Umegat brightened. “Lust, I’m happy to sa
y, seems largely unaffected. Or perhaps I might grant, love. For the cruelty and selfishness that make lust vile become tedious. But personally, I think it is not so much the growth of virtue, as simply the replacement of prior vices with an addiction to one’s god.” Umegat emptied his cup. “The gods love their great-souled men and women as an artist loves fine marble, but the issue isn’t virtue. It is will. Which is chisel and hammer. Has anyone ever quoted you Ordol’s classic sermon of the cups?”
“That thing where the divine pours water all over everything? I first heard it when I was ten. I thought it was pretty entertaining when he got his shoes wet, but then, I was ten. I’m afraid our Temple divine at Cazaril tended to drone on.”
“Attend now, and you shall not be bored.” Umegat inverted his clay cup upon the cloth. “Men’s will is free. The gods may not invade it, any more than I may pour wine into this cup through its bottom.”
“No, don’t waste the wine!” Cazaril protested, as Umegat reached for the jug. “I’ve seen it demonstrated before.”

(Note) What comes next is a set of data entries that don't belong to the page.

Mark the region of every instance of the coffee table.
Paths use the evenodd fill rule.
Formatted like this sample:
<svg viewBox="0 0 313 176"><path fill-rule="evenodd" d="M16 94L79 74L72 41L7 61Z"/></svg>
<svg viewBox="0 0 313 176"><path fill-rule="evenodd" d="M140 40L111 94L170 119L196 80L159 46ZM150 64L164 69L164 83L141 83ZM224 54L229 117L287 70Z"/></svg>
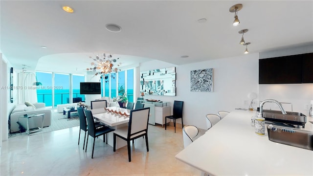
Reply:
<svg viewBox="0 0 313 176"><path fill-rule="evenodd" d="M74 109L67 109L67 108L63 108L63 115L67 112L67 118L70 118L70 113L72 112L77 112L77 109L75 107Z"/></svg>
<svg viewBox="0 0 313 176"><path fill-rule="evenodd" d="M41 126L40 127L36 127L35 128L33 128L33 129L30 129L29 128L29 119L31 118L35 118L36 117L40 117L41 118ZM40 132L43 130L43 128L44 128L44 118L45 118L45 114L43 113L43 114L30 114L30 115L27 115L27 114L25 114L24 115L21 115L19 117L19 122L20 122L20 118L25 118L26 119L26 132L27 133L27 135L29 135L32 132ZM23 127L24 128L25 128L25 127Z"/></svg>

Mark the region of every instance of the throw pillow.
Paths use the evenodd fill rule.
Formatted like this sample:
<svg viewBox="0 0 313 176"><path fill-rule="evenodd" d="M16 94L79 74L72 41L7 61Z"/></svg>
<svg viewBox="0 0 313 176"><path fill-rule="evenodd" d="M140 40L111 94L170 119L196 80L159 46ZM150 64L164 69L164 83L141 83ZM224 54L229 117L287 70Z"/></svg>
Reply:
<svg viewBox="0 0 313 176"><path fill-rule="evenodd" d="M25 102L25 105L26 105L26 106L29 107L29 106L32 106L33 107L34 107L35 108L35 109L36 109L36 107L35 106L35 105L33 105L31 103L29 102Z"/></svg>
<svg viewBox="0 0 313 176"><path fill-rule="evenodd" d="M36 110L36 109L35 109L35 108L34 108L34 107L30 106L24 108L24 110L25 111L33 111Z"/></svg>

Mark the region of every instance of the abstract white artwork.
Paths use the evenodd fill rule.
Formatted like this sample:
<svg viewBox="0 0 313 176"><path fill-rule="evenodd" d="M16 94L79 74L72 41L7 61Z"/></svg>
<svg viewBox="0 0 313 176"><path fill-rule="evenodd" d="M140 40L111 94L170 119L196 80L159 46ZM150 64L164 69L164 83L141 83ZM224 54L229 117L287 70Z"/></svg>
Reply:
<svg viewBox="0 0 313 176"><path fill-rule="evenodd" d="M213 69L190 71L190 91L213 91Z"/></svg>

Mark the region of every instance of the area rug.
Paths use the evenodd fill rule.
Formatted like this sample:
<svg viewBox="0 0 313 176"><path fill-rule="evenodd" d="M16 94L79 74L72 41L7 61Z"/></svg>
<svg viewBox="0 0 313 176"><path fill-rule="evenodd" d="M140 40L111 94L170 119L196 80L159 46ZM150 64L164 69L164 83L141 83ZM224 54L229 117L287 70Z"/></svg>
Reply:
<svg viewBox="0 0 313 176"><path fill-rule="evenodd" d="M52 111L51 125L49 127L44 127L41 131L31 133L30 135L35 135L79 126L79 118L77 112L71 112L71 118L67 118L67 114L63 115L63 113L59 113L57 111L56 109L51 109L51 110ZM21 135L27 135L27 134L25 132L17 132L10 134L9 137Z"/></svg>

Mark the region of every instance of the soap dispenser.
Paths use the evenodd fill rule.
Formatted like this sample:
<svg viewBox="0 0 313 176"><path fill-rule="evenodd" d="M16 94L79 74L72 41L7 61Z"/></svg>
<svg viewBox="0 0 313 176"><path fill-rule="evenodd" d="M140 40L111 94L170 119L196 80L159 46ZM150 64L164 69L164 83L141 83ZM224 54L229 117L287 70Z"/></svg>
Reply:
<svg viewBox="0 0 313 176"><path fill-rule="evenodd" d="M265 135L265 118L262 117L262 114L259 113L258 117L254 121L255 133L260 136Z"/></svg>

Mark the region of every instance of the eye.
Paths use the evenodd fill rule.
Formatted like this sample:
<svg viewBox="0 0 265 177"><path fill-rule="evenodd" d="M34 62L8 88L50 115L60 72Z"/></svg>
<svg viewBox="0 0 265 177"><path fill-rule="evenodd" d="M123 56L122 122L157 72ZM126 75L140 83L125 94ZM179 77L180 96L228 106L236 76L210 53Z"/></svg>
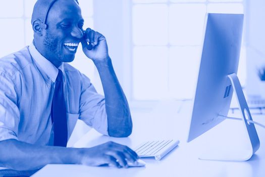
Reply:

Umegat grinned, and desisted. “But have you really understood how powerless the gods are, when the lowest slave may exclude them from his heart? And if from his heart, then from the world as well, for the gods may not reach in except through living souls. If the gods could seize passage from anyone they wished, then men would be mere puppets. Only if they borrow or are given will from a willing creature, do they have a little channel through which to act. They can seep in through the minds of animals, sometimes, with effort. Plants…require much foresight. Or”—Umegat turned his cup upright again, and lifted the jug—“sometimes, a man may open himself to them, and let them pour through him into the world.” He filled his cup. “A saint is not a virtuous soul, but an empty one. He—or she—freely gives the gift of their will to their god. And in renouncing action, makes action possible.” He lifted his cup to his lips, stared disquietingly at Cazaril over the rim, and drank. He added, “Your divine should not have used water. It just doesn’t hold the attention properly. Wine. Or blood, in a pinch. Some liquid that matters.”